The 20-stock Total Return Index rose 1.67 percent to 13,973.87 points, the All-Share Index by 1.60 percent to 2460.85 points and Al Rayan Islamic Index by 1.60 percent to 2803.85 points.
All the sectoral indices ended green yesterday, with the Transportation Index appreciating the most by 2.80 percent. Real Estate Index gained 2.51 percent as the Industrials advanced 2.11 percent. While the Banks and Financial Services gained 1.17 percent the consumer goods and services index advanced 2.11 percent.
Market capitalisation grew QR533bn from Thursday’s QR525bn.Of the 42 stocks, 38 advanced, while one declined and one remain unchanged. Qatari individual investors were rather in a bearish mood. Non-Qatari individual investors were seen bearish but with lesser vigour.
Among the top gainers were Industries Qatar, Barwa Real Estate, UDC, Doha Bank, Qatar Navigation and Vodafone Qatar.
Industries Qatar was up 2.45 percent to QR155.00 , Barwa Real Estate gained 2.99 percent to QR25.85, UDC rose 2.03 percent to QR21.63, Doha Bank gained 1.68 percent to QR54.50, Qatar Navigation jumped 3.43 percent to QR81.50 and Vodafone Qatar up by 0.55 percent to QR9.11.
Meanwhile, other regional markets rose sharply yesterday after the US-Russian deal on removing Syria’s chemical weapons appeared to avert, at least for coming weeks or months, a US military strike against Damascus.
The Saudi benchmark climbed 1.8 percent to 8,034 points, its fifth gain in the last six sessions since it dropped to a two-month low on fears of a possible US attack on Syria.
Gains were spread across sectors and the index broke minor technical resistance at 8,004 points, its early September high; stronger resistance lies on August’s multi-year peak of 8,223. “The market reaction to Syria was overdone and fundamentals are reasserting themselves now as the situation eases,” said Alhassan Goussous, Chief Executive Officer at Bakheet Investment Group.
Goussous said that overall, the Saudi market was cheap with valuations below historical levels. The index is trading at a price-to-earnings ratio of 14 times estimated 2013 earnings, according to Thomson Reuters data. “I’m quite positive on the market for the rest of the year. It could rise above the high of the year,” Goussous added.
In the United Arab Emirates, Dubai’s index jumped 4.8 percent to 2,660 points, up for a fourth session since it slumped to a two-month low. The market has recovered most of its losses since it plunged from an August peak of 2,762 points, and is up 63.9 percent year-to-date.
Real estate shares led gains and Union Properties surged 11.6 percent to a near four-year-high. The stock has risen 89.9 percent in 2013, mostly in the last four weeks.
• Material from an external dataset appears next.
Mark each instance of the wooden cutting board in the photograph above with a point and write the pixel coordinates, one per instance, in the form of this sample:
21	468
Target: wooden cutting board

It was briefly suspended at the opening while the company notified the market of a board meeting.
In Abu Dhabi, small-cap Eshraq Properties rose 4.6 percent. The company said in March that it aimed to cross-list its shares in Saudi Arabia’s market; it said on Sunday that it was negotiating with several banks in Saudi Arabia to select a financial advisor in order to complete the cross-listing requirements.
Abu Dhabi’s benchmark rose 1.8 percent, while Qatar added 1.7 percent and Kuwait gained 1.9 percent.
In Egypt, Citadel Capital slipped 1.5 percent to 3.22 Egyptian pounds. The private equity firm has obtained regulatory clearance to ask shareholders to approve a 3.64bn Egyptian pound ($528m) capital increase, it said yesterday.